3. The selenium-enriched edible mushroom cultivation box according to claim 1, characterized in that: There are several expansion boxes (43), and each of the several expansion boxes (43) has a temperature monitor and a light monitor fixedly installed at its bottom.

4. The selenium-enriched edible mushroom cultivation box according to claim 1, characterized in that: The sensor head (45) is fixedly connected to the rear inner wall of the humidity monitor (44), the insert plate (47) penetrates the left and right outer walls of the expansion box (43), and the insert plate (47) penetrates the left and right inner walls of the assembly slot (42).

5. The selenium-enriched edible fungus cultivation box according to claim 1, characterized in that: There are two push plates (46), which are symmetrical to each other.
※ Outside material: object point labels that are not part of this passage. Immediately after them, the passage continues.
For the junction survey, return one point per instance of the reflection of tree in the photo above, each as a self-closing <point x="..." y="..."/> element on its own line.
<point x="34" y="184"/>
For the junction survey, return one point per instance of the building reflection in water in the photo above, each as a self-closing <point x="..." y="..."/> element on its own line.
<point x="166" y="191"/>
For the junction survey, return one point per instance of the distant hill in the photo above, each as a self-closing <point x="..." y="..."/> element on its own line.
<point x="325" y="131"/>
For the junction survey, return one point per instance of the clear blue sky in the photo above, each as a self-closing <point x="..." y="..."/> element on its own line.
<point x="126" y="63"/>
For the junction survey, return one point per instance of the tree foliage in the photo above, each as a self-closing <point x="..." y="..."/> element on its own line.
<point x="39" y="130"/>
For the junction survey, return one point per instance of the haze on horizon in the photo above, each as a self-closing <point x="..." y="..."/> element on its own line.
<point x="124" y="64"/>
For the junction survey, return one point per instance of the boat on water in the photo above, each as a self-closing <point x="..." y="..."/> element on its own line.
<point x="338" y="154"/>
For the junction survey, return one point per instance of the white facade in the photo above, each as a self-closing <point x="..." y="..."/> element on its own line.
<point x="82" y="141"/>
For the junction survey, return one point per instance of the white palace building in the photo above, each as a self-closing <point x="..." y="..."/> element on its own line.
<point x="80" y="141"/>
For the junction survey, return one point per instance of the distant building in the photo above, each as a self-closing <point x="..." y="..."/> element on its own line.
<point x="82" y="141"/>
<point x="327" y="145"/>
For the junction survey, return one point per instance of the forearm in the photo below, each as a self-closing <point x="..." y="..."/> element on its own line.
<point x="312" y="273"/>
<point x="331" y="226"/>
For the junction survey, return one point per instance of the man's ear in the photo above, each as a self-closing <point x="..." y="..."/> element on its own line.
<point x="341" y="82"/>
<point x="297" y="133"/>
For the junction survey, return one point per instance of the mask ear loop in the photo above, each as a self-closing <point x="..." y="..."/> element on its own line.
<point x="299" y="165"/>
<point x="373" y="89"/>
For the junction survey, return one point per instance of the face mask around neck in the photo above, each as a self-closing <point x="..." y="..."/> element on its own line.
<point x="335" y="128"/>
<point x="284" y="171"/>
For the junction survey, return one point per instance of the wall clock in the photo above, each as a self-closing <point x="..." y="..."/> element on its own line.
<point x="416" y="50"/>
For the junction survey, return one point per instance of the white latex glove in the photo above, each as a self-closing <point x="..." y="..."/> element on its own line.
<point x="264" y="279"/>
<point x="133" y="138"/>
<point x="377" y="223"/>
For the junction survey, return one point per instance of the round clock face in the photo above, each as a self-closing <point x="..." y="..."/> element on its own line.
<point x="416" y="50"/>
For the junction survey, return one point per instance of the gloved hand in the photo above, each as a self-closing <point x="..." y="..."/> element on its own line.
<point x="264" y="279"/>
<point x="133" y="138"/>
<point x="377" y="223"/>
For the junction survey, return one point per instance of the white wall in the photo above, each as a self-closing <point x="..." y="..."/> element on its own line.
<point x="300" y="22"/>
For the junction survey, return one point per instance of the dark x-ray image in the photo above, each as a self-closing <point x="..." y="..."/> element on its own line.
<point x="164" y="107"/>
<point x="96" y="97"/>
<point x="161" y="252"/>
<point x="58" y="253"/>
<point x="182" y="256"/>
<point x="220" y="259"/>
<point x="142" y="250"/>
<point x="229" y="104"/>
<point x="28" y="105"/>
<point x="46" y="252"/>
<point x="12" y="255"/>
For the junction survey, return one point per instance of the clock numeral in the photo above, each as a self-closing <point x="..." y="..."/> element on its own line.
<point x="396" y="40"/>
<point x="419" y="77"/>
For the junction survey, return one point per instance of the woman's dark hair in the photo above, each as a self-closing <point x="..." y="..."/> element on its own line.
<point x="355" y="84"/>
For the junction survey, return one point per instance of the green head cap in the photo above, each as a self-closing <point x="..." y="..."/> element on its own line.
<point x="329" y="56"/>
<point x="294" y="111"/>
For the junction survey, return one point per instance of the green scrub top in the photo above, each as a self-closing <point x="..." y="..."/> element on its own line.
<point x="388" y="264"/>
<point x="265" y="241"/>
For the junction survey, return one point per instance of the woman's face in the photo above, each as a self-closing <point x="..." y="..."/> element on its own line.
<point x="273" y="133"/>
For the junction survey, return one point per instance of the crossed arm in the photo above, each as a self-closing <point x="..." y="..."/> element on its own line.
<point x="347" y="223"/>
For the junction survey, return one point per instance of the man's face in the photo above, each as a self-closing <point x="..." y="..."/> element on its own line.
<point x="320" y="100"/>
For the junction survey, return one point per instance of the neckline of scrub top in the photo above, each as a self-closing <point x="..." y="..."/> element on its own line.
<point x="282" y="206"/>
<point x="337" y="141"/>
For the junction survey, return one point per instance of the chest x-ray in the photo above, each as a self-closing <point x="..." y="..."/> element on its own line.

The two ends of the compression spring (48) are fixedly connected to the outer side walls of the two push plates (46).

6. The selenium-enriched edible mushroom cultivation box according to claim 2, characterized in that: A silicone sleeve is fixedly connected to the outer side wall of the handle (54), and a frosted pad is fixedly connected to the outer walls of the front and rear sides of the adjustment plate (56).

7. The selenium-enriched edible mushroom cultivation box according to claim 2, characterized in that: The inclined plate (57) is snapped onto the front inner wall of the L-shaped groove (55). Wear-resistant pads are fixedly connected to both the inclined plate (57) and the outer side wall of the L-shaped groove (55). The end of the telescopic spring (58) away from the adjusting plate (56) is fixedly connected to the rear inner wall of the closing plate (52).